Great illustration of abstraction. Thank you!

Your phrase:

“We tend to call the steps we’re explicitly aware of “math”. Once it becomes natural, it’s just “effortless seeing”. (Wouldn’t it be nice to move more concepts into the “effortless” category?)”

says quite a lot. I have been studying the “tacit theory of knowledge” by Michael Polanyi who separates knowledge into the “explicit” and what he calls “tacit”. You are doing the same thing with the term “effortless seeing”. There are steps that can be taken to help us move from explicit knowledge transforming it into effortless. If anyone is interested in pursuing this further check out the website “tacitknowledge.org”. I am a strong fan of “better explained” and hope more of this type of explanation shows up in schools and colleges.

Thank you Kalid. When I was a youngster no one took the time to help me appreciate math. I am learning to do that with your posts.

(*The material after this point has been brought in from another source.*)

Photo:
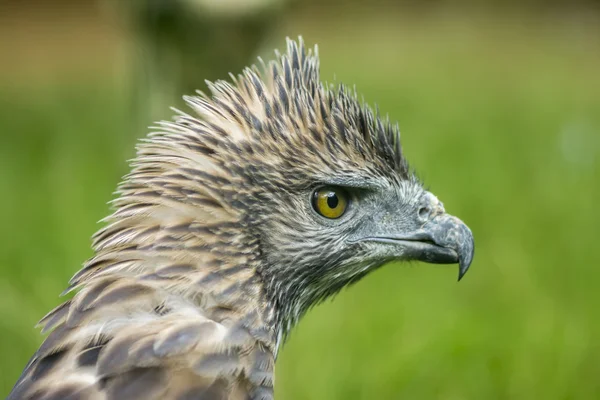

Great newsletter about math and abstraction re:calculus. Seeing diagrams definitely helps me to understand formulas and concepts. Do you have anything that will help me to understand pi in relation to periodic wave graphs?This may sound silly but why DO we use pi to measure periodic waves? Can’t find it in any of my textbooks, they just present it as so. But I want to know why?!

I should add that I understand that radians are measured by ratios of pi which also correspond to degrees of a circle. I just don’t get how periodic waves relate to a circle.

If you plot the x or y on the vertical axis and the angle at which it appears on the horizontal axis you will see the cosine or sine which are periodic waves.

Thank you so much for the insight. I am so dumb when it comes to math & I know it is because I just don’t understand it! You have given me hope.

Thanks Jerri, really glad it helped. My goal is to help people realize the issues are typically with the explanation, not the student. Multiplication was considered a nearly impossible feat until we moved away from Roman numerals. Now it’s done by kids in grade school. Better ways of thinking are accessible to everyone.

I’m trying to expand on the x-ray and time lapse ideas into 3D, so I’m attempting to do a thought experiment for the surface area of a sphere being the addition of “rings” and its volume being the addition of discs. So my feeling is that for a unit sphere that would be: A= 2*integral(2pi(sqrt(1-x^2))dx and V=2*integral(pi(1-x^2)dx). both over x=0 to x=1. It works for volume, how am I going astray on area?